Harvest Delays and Tight Supplies Keep Bulls in Control
Coffee futures extended their advance on Wednesday as concerns over near-term supply continued to outweigh expectations of a larger Brazilian crop later in the season. Both Arabica and Robusta markets finished firmly higher, supported by a slower-than-expected harvest in Brazil, persistently tight certified inventories, and ongoing uncertainty over the timing of fresh supply reaching export channels.
Arabica futures on ICE US settled higher across the curve, with the September contract briefly reclaiming the psychologically important 280.00 c/lb level before ending the session just below it. Although intraday volatility remained elevated, buyers consistently emerged on price dips, highlighting the market's willingness to maintain a supply risk premium.
The primary catalyst remains the Brazilian harvest. Fieldwork continues to lag historical averages after repeated rainfall across key producing regions slowed mechanical harvesting and post-harvest drying operations. Initial harvest progress reported by Cooxupé, the world's largest coffee cooperative, was the weakest for the period since 2022, while the latest update showed harvesting reaching just over one-fifth of the cooperative's producing area. Although progress is accelerating, it remains behind the pace normally expected for late June.
The delayed harvest has postponed the arrival of new crop coffee into commercial channels, limiting immediate export availability and reinforcing concerns over nearby supply. Market participants continue to note that even once harvesting accelerates, additional processing and preparation will be required before meaningful export volumes become available.
Supply tightness is also reflected in exchange inventories. ICE certified Arabica stocks declined again, falling below 390,000 bags after another daily withdrawal. Inventories remain historically constrained, leaving the market vulnerable to any further disruption in physical deliveries while roasters continue rebuilding coverage.

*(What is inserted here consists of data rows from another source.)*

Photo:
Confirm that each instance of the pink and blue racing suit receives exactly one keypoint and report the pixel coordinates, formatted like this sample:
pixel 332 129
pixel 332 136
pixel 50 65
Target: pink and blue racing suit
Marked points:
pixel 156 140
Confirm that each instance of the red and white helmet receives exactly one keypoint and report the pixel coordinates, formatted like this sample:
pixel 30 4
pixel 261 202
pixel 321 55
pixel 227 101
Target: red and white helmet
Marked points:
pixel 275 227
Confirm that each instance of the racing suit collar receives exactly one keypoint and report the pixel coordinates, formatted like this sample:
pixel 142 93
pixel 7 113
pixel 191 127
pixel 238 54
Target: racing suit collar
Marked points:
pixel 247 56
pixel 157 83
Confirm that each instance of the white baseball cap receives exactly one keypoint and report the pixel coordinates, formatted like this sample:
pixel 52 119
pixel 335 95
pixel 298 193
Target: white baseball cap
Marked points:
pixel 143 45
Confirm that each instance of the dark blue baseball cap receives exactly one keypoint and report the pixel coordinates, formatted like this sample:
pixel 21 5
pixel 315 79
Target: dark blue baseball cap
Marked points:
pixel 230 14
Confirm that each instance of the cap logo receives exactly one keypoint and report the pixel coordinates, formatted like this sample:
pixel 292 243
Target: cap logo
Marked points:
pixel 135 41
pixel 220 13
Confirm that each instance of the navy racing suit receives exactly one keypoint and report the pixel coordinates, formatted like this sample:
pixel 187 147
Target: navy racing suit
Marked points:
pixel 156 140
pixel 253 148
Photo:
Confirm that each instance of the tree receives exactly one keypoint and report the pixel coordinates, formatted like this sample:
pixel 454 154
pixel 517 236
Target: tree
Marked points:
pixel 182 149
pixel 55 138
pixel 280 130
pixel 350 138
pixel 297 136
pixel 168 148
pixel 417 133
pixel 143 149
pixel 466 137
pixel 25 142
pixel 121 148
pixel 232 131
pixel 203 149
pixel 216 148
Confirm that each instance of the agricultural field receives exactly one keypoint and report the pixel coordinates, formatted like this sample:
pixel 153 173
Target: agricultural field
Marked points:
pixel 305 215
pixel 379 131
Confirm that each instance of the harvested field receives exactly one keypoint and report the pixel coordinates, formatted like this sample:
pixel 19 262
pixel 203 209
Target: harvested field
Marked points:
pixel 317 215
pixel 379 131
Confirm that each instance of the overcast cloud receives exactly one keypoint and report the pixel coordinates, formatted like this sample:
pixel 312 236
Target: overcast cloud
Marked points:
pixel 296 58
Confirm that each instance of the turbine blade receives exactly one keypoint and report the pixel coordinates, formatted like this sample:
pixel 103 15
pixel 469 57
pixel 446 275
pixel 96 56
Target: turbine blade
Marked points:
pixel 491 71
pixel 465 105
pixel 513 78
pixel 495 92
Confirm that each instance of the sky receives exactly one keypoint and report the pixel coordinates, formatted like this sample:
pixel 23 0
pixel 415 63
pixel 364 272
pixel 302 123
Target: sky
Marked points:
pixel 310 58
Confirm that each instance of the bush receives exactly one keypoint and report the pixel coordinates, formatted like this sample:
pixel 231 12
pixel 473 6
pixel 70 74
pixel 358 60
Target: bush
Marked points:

Brazilian export data reinforce the tightening supply picture. Coffee shipments during the current crop year remain significantly below last season, reflecting lower production, historically depleted carryover inventories, and producer reluctance to sell remaining stocks after benefiting from exceptionally strong prices. Despite the reduction in export volumes, export revenues have remained broadly stable because elevated prices continue to offset lower shipments.
Meanwhile, activity in Brazil's domestic physical market remained subdued. Producers continue to market coffee cautiously, showing limited urgency to increase sales despite higher futures prices, while domestic cash values remain firm.
Weather remains a critical variable. Recent rainfall across central and southern Brazilian producing regions has delayed harvesting, while unusually cool temperatures continue to attract attention, although no widespread frost threat has yet materialized. Forecasts indicate a transition toward drier conditions over the coming days, which could improve harvesting efficiency and gradually increase new crop availability. Market participants will closely monitor whether this improvement is sufficient to ease current supply concerns.
Outside Brazil, weather conditions remain challenging in parts of Vietnam. Central producing regions continue experiencing hot, dry conditions associated with persistent low humidity and localized heat, maintaining concerns over Robusta crop development despite seasonal expectations.
Robusta futures in London outperformed Arabica, with the September contract rising more than 3%, recovering above the important US$3,600 per tonne threshold. The market continues to receive support from limited nearby availability because Asian new crop supplies have yet to reach export markets in meaningful volumes, while Brazilian Conilon production remains heavily absorbed by domestic demand. Traders increasingly believe roasters will need to secure additional physical coverage during the coming months, maintaining firm demand for nearby contracts.
From a technical perspective, momentum remains constructive. Arabica has rallied approximately 15% over the past ten trading sessions, demonstrating strong speculative participation and renewed investor confidence after successfully defending recent support levels. While profit taking remains possible following the rapid advance, the market continues to trade within a fundamentally supportive environment characterized by delayed harvest progress, historically tight inventories, restrained producer selling, and continued uncertainty surrounding the timing of new crop availability.